One major reason behind the decline—Chicago Bulls star Derrick Rose. Adidas' highest paid NBA athlete has been sidelined by knee injuries for much of the past two seasons. Rose signed a 13-year deal with Adidas in 2012, reported to be worth more than $185 million.
"Not having their marquee player on the court for Adidas really hurt their sales," Powell said.
Shoe sales for Rose last year were $40 million in 2013 according to SportsOneSource, a figure that pales in comparison to the $300 million Lebron James pulled in for Nike last year.
Adidas isn't just making moves with its footwear and technology, however.

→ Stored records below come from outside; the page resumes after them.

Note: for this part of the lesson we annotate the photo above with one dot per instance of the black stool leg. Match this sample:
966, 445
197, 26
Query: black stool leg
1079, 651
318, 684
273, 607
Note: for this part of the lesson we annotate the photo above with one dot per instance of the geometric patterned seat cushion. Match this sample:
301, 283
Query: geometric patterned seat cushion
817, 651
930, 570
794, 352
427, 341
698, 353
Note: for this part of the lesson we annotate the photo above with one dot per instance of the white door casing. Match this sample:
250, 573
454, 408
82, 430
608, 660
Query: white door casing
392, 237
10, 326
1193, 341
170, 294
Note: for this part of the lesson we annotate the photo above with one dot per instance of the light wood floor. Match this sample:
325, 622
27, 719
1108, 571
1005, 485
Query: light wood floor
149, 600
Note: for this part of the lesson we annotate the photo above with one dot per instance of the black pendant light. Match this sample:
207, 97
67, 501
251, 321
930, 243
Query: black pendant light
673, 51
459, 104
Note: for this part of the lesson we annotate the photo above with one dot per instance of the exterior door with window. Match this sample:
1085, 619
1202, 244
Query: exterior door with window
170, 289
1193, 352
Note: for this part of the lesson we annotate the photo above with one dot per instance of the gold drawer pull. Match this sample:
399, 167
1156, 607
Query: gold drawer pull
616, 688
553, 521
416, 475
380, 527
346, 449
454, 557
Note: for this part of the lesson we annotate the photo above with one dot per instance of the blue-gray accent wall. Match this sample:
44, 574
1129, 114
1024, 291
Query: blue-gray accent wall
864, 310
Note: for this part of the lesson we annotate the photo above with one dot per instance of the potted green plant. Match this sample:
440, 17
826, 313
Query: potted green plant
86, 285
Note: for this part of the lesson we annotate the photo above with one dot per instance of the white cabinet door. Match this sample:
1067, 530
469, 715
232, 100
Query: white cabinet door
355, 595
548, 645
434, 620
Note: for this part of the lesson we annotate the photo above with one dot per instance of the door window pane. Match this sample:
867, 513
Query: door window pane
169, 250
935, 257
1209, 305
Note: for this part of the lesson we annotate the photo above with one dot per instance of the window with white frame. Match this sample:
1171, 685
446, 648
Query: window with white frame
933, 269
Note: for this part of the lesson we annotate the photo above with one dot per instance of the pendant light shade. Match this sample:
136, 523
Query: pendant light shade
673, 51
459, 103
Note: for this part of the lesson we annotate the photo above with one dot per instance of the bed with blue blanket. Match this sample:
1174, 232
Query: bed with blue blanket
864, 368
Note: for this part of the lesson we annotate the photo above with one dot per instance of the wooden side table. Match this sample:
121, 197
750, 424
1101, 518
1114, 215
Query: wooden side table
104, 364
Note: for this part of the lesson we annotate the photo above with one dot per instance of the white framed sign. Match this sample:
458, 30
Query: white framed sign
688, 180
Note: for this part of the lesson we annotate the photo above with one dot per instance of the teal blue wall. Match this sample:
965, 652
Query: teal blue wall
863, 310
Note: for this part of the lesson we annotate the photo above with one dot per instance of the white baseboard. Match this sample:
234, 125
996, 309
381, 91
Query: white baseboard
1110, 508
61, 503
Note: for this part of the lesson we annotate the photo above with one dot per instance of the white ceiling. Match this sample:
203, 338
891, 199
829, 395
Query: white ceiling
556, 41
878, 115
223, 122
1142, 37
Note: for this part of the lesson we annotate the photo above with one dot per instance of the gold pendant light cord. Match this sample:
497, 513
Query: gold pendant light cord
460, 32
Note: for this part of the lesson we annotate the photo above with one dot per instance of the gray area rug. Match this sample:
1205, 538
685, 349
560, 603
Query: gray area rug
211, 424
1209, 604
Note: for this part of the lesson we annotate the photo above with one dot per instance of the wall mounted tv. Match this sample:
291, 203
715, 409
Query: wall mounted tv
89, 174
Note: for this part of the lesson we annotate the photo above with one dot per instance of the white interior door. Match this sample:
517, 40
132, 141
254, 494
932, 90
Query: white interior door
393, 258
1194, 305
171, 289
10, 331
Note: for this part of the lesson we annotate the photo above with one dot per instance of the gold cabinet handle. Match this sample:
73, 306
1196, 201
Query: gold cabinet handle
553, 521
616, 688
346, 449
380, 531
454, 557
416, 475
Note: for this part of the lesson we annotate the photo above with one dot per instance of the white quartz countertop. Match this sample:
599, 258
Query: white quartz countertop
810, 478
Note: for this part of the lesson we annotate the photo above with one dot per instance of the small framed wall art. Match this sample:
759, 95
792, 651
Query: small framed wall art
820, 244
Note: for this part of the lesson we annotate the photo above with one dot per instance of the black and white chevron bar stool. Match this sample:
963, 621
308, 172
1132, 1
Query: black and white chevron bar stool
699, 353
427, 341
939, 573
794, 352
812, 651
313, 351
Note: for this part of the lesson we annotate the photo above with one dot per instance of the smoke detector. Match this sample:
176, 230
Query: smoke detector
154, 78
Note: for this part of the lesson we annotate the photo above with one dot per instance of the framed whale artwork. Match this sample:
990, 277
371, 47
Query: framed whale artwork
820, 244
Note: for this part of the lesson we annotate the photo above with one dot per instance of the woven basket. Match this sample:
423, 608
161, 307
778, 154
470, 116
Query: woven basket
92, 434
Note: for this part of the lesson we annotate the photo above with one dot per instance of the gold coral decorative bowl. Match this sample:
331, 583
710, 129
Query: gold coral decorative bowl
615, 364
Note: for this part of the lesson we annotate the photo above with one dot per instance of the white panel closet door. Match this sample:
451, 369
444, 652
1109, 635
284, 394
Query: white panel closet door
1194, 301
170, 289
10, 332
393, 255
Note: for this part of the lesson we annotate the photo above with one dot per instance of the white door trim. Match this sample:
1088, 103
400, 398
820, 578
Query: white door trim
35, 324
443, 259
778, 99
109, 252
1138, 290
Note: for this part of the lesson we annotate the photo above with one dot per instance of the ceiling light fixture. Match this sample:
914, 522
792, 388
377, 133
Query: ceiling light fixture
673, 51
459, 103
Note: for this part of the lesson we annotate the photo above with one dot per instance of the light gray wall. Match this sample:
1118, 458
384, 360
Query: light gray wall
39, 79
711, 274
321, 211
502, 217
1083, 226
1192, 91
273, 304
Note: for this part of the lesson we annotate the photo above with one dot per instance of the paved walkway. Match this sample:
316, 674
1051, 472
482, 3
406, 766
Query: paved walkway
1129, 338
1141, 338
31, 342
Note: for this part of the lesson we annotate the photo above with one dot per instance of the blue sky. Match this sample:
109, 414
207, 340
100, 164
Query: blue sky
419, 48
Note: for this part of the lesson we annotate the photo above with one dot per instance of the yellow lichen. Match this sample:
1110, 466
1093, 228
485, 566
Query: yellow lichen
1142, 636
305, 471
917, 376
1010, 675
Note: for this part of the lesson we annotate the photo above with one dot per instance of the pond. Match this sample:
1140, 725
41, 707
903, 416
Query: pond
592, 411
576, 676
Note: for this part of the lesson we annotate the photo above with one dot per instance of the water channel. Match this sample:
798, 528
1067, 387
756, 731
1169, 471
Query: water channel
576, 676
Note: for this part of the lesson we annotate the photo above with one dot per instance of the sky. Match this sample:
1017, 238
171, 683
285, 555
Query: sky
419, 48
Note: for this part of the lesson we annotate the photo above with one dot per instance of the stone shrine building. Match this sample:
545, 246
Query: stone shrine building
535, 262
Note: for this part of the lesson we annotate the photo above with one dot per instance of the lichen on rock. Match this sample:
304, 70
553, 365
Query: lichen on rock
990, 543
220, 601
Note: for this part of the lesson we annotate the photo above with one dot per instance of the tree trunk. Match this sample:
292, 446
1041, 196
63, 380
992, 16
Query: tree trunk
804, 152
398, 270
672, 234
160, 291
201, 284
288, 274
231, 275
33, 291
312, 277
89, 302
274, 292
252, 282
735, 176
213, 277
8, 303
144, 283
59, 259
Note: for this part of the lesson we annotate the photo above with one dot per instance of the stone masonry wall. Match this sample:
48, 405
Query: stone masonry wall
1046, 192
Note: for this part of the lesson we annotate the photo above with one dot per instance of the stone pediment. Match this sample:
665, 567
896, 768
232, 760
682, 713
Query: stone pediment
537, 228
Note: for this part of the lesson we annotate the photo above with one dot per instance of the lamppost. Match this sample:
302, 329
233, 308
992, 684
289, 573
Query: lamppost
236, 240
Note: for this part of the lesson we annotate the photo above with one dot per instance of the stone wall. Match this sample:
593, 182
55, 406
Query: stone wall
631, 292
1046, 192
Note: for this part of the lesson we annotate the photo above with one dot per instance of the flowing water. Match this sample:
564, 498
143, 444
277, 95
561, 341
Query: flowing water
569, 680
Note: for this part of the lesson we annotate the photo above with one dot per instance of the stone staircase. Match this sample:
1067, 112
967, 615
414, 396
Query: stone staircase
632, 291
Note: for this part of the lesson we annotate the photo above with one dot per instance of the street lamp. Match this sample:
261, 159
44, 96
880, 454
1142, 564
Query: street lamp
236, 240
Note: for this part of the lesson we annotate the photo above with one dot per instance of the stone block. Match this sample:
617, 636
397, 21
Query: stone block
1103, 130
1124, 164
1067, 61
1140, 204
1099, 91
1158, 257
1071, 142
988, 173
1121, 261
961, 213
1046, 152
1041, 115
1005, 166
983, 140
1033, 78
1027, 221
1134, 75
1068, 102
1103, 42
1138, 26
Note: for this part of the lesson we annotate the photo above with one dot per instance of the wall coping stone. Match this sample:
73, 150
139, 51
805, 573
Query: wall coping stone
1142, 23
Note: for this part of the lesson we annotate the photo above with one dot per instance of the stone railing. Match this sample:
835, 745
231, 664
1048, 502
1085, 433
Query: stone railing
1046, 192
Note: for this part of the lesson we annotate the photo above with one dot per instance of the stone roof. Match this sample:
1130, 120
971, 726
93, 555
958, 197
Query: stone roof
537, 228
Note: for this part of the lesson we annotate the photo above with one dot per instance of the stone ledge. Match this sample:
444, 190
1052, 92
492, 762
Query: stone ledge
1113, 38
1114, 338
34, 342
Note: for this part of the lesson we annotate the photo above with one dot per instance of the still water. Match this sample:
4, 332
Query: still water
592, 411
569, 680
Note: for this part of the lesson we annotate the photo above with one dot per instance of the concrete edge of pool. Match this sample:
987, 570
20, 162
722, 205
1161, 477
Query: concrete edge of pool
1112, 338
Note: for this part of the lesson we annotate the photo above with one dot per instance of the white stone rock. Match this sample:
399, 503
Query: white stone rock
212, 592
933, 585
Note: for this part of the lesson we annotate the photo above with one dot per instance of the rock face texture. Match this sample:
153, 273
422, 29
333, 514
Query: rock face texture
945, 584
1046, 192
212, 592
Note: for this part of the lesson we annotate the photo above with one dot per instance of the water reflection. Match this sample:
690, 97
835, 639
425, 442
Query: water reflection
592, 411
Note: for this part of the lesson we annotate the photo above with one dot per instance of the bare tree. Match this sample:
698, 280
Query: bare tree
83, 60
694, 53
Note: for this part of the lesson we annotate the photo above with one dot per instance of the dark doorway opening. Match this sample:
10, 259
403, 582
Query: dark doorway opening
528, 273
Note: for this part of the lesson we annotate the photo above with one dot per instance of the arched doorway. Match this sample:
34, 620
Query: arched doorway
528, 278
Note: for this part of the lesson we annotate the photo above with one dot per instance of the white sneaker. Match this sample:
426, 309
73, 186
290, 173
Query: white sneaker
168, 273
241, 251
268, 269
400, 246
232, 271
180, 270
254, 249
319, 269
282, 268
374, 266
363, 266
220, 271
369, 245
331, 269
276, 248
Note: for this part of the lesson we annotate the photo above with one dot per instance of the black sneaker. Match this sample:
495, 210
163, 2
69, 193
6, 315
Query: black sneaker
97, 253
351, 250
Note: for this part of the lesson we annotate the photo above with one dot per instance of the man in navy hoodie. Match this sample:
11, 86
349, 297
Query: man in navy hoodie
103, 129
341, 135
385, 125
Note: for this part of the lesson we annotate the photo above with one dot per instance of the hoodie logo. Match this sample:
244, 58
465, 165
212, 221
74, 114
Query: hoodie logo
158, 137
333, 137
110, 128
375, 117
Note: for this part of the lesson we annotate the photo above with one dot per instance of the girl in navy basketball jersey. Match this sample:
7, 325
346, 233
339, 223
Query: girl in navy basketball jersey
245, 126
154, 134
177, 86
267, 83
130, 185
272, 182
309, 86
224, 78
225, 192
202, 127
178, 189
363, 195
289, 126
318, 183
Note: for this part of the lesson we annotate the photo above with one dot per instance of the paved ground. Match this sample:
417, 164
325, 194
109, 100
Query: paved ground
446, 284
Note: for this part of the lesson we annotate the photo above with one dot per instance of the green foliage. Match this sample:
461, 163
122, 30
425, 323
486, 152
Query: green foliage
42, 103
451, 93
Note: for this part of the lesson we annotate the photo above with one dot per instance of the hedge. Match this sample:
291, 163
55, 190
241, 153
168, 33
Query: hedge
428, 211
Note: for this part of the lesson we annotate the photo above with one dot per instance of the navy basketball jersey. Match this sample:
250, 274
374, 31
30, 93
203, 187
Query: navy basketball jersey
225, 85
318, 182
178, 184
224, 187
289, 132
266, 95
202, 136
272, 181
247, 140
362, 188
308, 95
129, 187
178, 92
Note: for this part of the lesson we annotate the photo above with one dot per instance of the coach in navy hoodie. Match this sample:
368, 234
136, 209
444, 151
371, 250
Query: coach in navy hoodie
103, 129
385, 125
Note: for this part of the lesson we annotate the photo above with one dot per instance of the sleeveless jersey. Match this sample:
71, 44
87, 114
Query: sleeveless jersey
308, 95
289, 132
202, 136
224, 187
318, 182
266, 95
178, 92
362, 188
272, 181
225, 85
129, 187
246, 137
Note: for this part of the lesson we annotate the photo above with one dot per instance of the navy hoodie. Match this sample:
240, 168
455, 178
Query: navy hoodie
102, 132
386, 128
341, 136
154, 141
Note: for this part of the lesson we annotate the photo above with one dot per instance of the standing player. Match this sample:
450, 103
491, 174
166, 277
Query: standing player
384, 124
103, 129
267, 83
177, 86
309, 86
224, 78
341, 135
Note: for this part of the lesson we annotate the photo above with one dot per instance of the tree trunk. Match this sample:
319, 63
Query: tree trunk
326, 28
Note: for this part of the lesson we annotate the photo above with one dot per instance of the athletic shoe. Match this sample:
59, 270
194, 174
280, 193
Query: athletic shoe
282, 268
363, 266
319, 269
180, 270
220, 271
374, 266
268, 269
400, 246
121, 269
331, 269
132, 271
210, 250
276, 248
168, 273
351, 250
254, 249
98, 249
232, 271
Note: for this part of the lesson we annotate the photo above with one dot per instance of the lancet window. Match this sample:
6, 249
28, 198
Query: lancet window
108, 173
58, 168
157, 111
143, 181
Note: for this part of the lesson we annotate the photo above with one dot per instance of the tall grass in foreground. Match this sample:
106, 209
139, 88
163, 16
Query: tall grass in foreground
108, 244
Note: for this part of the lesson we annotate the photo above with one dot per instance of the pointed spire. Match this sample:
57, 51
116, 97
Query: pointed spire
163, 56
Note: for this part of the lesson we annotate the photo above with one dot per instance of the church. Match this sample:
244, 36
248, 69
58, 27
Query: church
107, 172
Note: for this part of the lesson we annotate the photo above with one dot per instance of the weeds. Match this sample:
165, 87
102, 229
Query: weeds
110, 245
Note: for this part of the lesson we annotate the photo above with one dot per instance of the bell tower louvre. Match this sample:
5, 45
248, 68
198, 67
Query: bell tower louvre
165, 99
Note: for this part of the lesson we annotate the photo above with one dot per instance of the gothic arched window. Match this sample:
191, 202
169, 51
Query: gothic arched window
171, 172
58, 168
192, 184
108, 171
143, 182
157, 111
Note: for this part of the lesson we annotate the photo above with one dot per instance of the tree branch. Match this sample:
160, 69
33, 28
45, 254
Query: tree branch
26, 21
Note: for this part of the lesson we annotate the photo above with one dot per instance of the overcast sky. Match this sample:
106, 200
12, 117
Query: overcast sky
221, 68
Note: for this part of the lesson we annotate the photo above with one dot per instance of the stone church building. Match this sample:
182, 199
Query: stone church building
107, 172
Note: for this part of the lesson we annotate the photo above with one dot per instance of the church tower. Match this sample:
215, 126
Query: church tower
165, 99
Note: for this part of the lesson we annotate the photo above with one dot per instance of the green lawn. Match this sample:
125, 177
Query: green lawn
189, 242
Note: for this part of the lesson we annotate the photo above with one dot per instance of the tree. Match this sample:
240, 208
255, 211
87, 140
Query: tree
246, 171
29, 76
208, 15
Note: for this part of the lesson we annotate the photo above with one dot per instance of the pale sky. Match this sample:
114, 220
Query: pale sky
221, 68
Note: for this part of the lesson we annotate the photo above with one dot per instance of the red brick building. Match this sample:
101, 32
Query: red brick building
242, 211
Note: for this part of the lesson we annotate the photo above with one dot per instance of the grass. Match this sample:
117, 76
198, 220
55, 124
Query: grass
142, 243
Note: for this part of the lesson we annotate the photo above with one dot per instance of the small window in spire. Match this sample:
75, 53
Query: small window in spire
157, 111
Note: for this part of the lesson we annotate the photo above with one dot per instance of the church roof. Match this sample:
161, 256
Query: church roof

The firm has also ramped up its signing of high-profile endorsers, by inking deals with four of the top six NBA Draft picks, including Andrew Wiggins, the No. 1 pick by the Cleveland Cavaliers.
"We're very bullish that these signings are going to help us grow the basketball business," Grancio said.
The signing of Wiggins marks the first time Adidas has signed the No. 1 draft pick since 2008, when the brand signed Rose.
"They clearly are putting a lot of energy into basketball," said Powell, but he pointed out that Adidas didn't sign any of the players for big money up front. Wiggins' deal with Adidas is reported to pay at least $2 million annually.
Will the new signing and technology be enough for Adidas to compete in basketball footwear in the NBA versus Nike? Maybe not yet.
"It's not a game changer," Powell said. "Boost has been well received in the running category, but we'll have to wait and see if it can translate in basketball."